I don't remember what topic or thread it was on but I do remember someone, JRP3 maybe, who had dimitri's miniBMS system I think, who had their pack saved because of the BMS. It cut back the controller current to limit the lowest cell from going below the LVC and he was able to limp home. Sorry I don't remember who. What we don't know, however, is how would that drive have gone if there was no BMS and the pack had been bottom balanced. That is what makes this question so difficult to be sure on. We have what appears to be two data points, one for a BMS and one for bottom balancing and no BMS.

This brings me back to the why don't I, or you, get it? You are comfortable with one real data point on a 2 year old no BMS system and I'm not. Where I believe I get it is that I'm looking for more data. Sorry, that is the Physics Major in me. I'm choosing what I feel is a lower risk route. There are so many BMS systems out there that they can't all be considered the same. I don't know any one else using the BMS system I'm using. Maybe there aren't many. After all I spent $40/cell including hardware for it, about the cost of three 100Ah batteries or 1.5 cell pairs in my pack. Was it worth the investment/risk. I think so. You don't. That is ok and that is what I'm saying. Why don't people get it? There are two types of risk. Pick one and go with it.

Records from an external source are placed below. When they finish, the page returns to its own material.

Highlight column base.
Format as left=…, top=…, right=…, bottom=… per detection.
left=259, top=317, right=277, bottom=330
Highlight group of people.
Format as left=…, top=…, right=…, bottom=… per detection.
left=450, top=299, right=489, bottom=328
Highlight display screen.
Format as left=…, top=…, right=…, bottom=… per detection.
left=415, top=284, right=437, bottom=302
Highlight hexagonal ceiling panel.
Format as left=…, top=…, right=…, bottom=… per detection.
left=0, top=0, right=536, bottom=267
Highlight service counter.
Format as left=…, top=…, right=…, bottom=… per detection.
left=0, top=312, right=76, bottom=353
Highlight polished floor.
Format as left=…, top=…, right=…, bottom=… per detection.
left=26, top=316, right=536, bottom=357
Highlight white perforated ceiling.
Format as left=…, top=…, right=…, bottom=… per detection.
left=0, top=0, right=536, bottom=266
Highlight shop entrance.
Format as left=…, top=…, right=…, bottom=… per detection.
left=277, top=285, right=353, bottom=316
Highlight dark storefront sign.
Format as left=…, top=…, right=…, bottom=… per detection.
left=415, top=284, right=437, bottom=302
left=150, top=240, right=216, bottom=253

jockepocke, now that Pete and I have basically hijacked your thread, one of Pete's comments reminded me that you might want to look at Lee Hart's Batt-Bridge circuit. It is really simple if you have an even number of batteries in your pack. If you are concerned about over charging some batteries you might want to look at his Zener regulators too, at http://www.evdl.org/pages/hartregs.html.


----------



## Guest (Nov 28, 2010)

> What we don't know, however, is how would that drive have gone if there was no BMS and the pack had been bottom balanced.

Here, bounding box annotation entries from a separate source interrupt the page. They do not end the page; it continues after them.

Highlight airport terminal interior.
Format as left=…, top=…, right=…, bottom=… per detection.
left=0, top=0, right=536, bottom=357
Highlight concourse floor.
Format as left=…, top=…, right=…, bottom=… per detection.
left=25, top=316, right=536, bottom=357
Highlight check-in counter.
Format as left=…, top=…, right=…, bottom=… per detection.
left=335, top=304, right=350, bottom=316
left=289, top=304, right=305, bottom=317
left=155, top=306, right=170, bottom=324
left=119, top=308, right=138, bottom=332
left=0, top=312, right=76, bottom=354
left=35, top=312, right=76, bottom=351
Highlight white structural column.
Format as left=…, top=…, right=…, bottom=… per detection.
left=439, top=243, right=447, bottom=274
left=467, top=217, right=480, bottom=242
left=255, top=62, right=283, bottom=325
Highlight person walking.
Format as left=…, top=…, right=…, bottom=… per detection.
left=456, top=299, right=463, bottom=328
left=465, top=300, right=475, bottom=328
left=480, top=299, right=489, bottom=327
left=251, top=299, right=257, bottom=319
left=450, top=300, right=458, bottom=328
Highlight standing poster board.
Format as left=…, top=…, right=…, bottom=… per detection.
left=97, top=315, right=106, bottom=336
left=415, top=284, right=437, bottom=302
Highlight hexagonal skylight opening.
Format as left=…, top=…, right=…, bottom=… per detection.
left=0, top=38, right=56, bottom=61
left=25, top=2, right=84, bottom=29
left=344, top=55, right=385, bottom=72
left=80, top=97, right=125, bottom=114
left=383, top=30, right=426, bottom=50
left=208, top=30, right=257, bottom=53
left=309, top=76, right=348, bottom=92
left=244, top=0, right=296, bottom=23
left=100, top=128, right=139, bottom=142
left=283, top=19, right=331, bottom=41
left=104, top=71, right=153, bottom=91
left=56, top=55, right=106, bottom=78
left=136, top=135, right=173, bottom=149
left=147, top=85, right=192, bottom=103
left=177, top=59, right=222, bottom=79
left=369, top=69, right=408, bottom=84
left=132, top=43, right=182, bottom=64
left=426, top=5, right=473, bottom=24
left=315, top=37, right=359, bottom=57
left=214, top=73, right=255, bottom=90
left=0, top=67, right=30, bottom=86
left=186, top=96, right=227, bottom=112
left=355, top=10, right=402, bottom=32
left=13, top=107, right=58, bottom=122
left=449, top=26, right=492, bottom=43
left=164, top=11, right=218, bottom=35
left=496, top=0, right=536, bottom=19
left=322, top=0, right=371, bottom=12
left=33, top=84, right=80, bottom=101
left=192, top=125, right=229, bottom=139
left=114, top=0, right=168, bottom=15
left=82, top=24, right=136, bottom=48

Sure we know. It was done on purpose. Nothing would have happened it it had been bottom balanced. Now if you have a dumb controller and need a way to monitor and cut back when your voltage gets to a specific point I can see a monitoring system like that but you still need to bottom balance to be safe because those systems are using only voltage to do the cutback. A gross voltage monitoring of a split pack could be easy. But a monitoring system vs management system is in order. One that can do AH in and out and check a pack but no need for single battery connections. Just a few in a split pack should do just fine as the batteries if balanced (bottom) have proven to stay within specs unless your tapping off the pack and expecting things to remain balanced. 

Pete


----------



## GizmoEV (Nov 28, 2009)

gottdi said:


> Sure we know. It was done on purpose. Nothing would have happened it it had been bottom balanced.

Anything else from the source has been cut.